DFID spends £250m yearly on gender equality programmes
•Says Nigeria’s real GDP per capital growth could be higher
•As SheTrade plans to connect 200,000 women owned business in Nigeria by 2021
The Department For International Development (DFID), said it invests £250 million yearly for the promotion of programmes anchored on gender equality, because it is golden, the Deputy Head of the DFID Office in Nigeria, John Primrose, has said.
He said: “Gender equality is a golden thread through the British Government’s work in Nigeria, including DFID Nigeria’s £250 million spent in this country, whether for humanitarian work in the North East on health, education, governance and of course, economic development.”
He explained that the ‘Propcom” programmes of the Department is aimed at increasing the income of over 120,000 women, out of the 500,000 rural entrepreneurs and smallholder farmers in Norther Nigeria, establish trade links between women involved in crop marketing and private sector exporters without compromising high quality products.

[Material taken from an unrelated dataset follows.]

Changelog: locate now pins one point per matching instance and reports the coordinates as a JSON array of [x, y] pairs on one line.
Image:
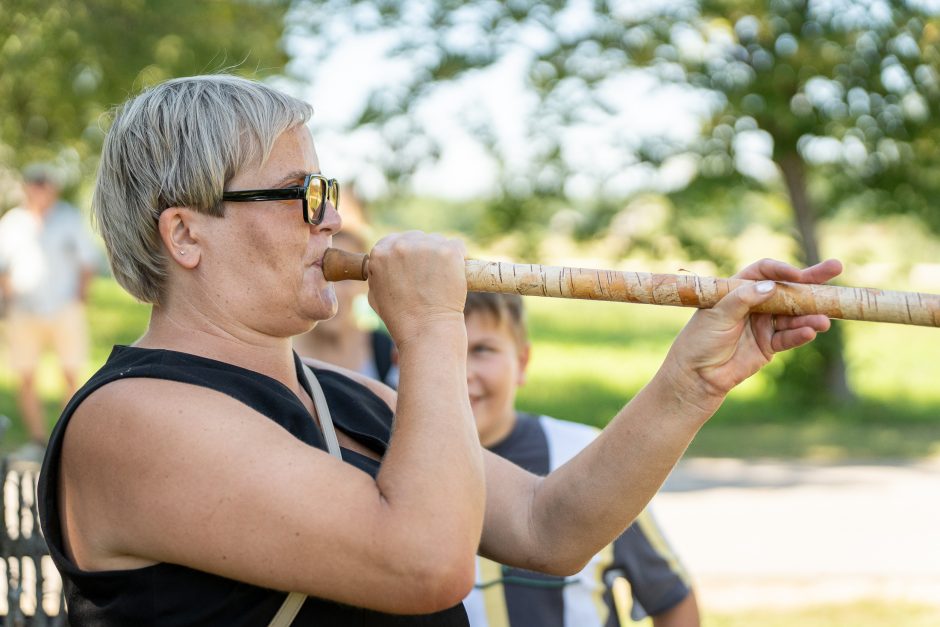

Primrose hinted this yesterday, in a goodwill message at a two-day SheTrade Policy Dialogue for Women-owned Businesses and Public Procurement in Nigeria, holding in Abuja.
He noted that at the Ccommonwealth Heads of Government Meeting in April 2013, the United Kingdom announced its ambition for a gender-responsive trade policy – “She Trades Commonwealth”, stressing that the programme endeavours to make long-lasting impact to train women entrepreneurs to fully navigate and overcome gender-related trade barriers.
”She Trade has delivered significant progress since its launch in April 2018; it has supported the creation of over 2,0000 jobs, generated £18 million sales for businesses run by female entrepreneurs, among others.“
Besides, Primrose argued that Nigeria’s real Gross Domestic Product (GDP) per capital growth could be higher by 1¼ percentage point yearly, if gender inequality is reduced to that of peers in the region, adding that of particular interest is trade, as decreasing gender inequality can also help boost economic diversification.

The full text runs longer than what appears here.